From raw audio to screening result in under 3 seconds
SickNote is a binary cough classifier that distinguishes healthy coughs from abnormal ones. It converts audio recordings into mel spectrograms — visual representations of sound frequencies — and feeds them through an ensemble of five convolutional neural networks. Each prediction includes a Grad-CAM heatmap showing which spectrogram regions drove the result.
The COUGHVID dataset contains ~34,400 crowdsourced cough recordings. Of these, 2,841 were reviewed by four expert physicians who provided diagnostic labels.
34,400
Total recordings
2,841
Expert-labeled
~2,300
After filtering
Filtering criteria
Class distribution
A small convolutional neural network trained from scratch. Five models are trained with different random seeds and their predictions are averaged for robustness.

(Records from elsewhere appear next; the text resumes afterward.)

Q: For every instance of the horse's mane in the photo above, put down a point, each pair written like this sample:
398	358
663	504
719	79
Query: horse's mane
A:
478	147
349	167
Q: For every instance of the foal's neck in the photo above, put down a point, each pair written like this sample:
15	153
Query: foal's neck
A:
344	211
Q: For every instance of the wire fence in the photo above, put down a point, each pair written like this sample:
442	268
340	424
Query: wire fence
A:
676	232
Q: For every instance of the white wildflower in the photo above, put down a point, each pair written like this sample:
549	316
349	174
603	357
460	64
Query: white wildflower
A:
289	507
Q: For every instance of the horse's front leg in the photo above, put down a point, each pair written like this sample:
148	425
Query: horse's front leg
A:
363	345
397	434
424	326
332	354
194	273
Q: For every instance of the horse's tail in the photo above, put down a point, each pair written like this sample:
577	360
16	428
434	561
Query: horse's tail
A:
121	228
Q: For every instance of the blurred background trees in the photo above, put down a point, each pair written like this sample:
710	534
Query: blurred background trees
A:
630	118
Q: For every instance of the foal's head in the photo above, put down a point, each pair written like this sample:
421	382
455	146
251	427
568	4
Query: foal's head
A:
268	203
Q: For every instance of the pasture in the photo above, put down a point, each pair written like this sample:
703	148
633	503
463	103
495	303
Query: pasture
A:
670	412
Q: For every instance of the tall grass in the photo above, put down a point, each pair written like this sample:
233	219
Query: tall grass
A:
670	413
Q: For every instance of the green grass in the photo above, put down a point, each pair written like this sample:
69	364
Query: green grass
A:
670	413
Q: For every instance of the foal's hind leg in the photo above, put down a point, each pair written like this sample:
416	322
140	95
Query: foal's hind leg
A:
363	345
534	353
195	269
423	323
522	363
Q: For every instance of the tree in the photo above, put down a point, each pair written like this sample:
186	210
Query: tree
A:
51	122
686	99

Each result includes a Grad-CAM heatmap showing which spectrogram regions influenced the classification.
Input: (1, 64, T) mel spectrogram
↓
Conv2d(8) + BatchNorm + ReLU + MaxPool
Conv2d(16) + BatchNorm + ReLU + MaxPool
Conv2d(32) + BatchNorm + ReLU + MaxPool
↓
Flatten
Linear(128) + ReLU + Dropout(0.5)
Linear(1) → logit
Loss function
BCEWithLogitsLoss + pos_weight
Optimizer
Adam (lr=3e-4, wd=1e-4)
Ensemble
5 models, different seeds, averaged probabilities
Explainability
Grad-CAM heatmaps on last conv block
| Metric | Actual | Target |
|---|---|---|
| AUC-ROC | 0.73 | > 0.82 |
| Accuracy | 76% | > 78% |
| Sensitivity | 0.68 | > 0.75 |
| Specificity | 0.77 | > 0.70 |
Classification threshold optimized from 0.50 to 0.52 using Youden's J statistic to balance sensitivity and specificity. Metrics reported on the held-out test set (15% of data, never seen during training).
The engineering choices behind SickNote
Architecture
Multi-class classification (COVID, URTI, LRTI, obstructive disease) dropped accuracy sharply because pathological coughs occupy overlapping feature space in the spectrogram domain. Binary classification — healthy vs. abnormal — is medically honest and performs significantly better with limited data. The output is "something sounds off," not a specific diagnosis.
Architecture
With only ~2,300 expert-labeled samples, a small 3-layer CNN with aggressive dropout (0.5) and reduced channel widths [8, 16, 32] was the right fit. Larger architectures overfit before learning useful features. We tuned every hyperparameter against real dataset statistics from explore.py before writing a single training loop.
Training
We attempted to replace our CNN with a pretrained ResNet18 backbone to leverage features learned from millions of ImageNet images. The plan: freeze pretrained layers, train only a classifier head on our cough spectrograms. With ~1,600 training samples, the model's higher capacity worked against us — it overfit faster than our from-scratch CNN. The pretrained features were too general for the narrow spectrogram patterns that distinguish healthy from abnormal coughs. We reverted to the original architecture.
Data
Standard audio augmentation (noise injection, time stretching) on a dataset this small amplified noise rather than adding signal. The augmented samples were too similar to the originals to provide new information, and synthetic noise patterns confused the model. We removed augmentation entirely and kept the raw expert-labeled data.
Training
Instead of relying on a single model's opinion, we train five models with different random seeds and average their predictions. This smooths out the variance inherent to our small dataset. We then optimized the classification threshold from 0.50 to 0.52 using Youden's J statistic, which maximizes the balance between sensitivity (catching abnormal coughs) and specificity (correctly identifying healthy ones).